- Born: c. 1410 Akrar, Iceland
- Died: c. 1490
- Other names: Akra-Kristín
- Spouse(s): Helgi Guðnason (until 1440); Torfi Arason (until 1459)
- Children: Ingveldur Helgadóttir, Málmfríður Torfadóttir, Guðrún Torfadóttir

= Akra-Kristín Þorsteinsdóttir =

15th-century Icelandic noblewoman

Kristín Þorsteinsdóttir (c. 1410 – 1490), also named Akra-Kristín after the farm Akrar in Blönduhlíð in Skagafjörður, Iceland where she lived, was an Icelandic noblewoman in the 15th century.

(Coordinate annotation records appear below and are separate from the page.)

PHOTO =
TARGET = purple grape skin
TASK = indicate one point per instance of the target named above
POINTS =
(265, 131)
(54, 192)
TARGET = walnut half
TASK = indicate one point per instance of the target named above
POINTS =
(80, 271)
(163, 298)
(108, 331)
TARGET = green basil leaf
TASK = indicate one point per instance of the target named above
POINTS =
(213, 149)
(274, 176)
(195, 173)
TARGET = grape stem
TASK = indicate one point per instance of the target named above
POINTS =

Kristín was the only daughter of the lawyer Þorsteinn Ólafsson and his wife Sigríður Björnsdóttir whose marriage certificate from the Hvalsey church in Greenland dated September 16, 1408 is the last written source of Norse settlement in Greenland. Kristín inherited a lot of wealth from her parents. Her first husband was the lawyer Helgi Guðnason who died in 1440. Kirstín then married the magistrate Torfi Arason who died while abroad in 1459. Kristín continued living in Akra after Torfi's death and lived to an old age. She was renowned in her time for being one of the richest women in the country and marrying two powerful aristocrats.

Kristín and Helgi's daughter Ingveldur, wife of the Reykhólar magistrate Þorleifur Björnsson, and the farmer Þorsteinn of Reynir in Mýrdalur. Kirstín had two daughters with Torfi: Málmfríður and Guðrún (mistress of Einar Benediktsson, abbot of Munkaþverá).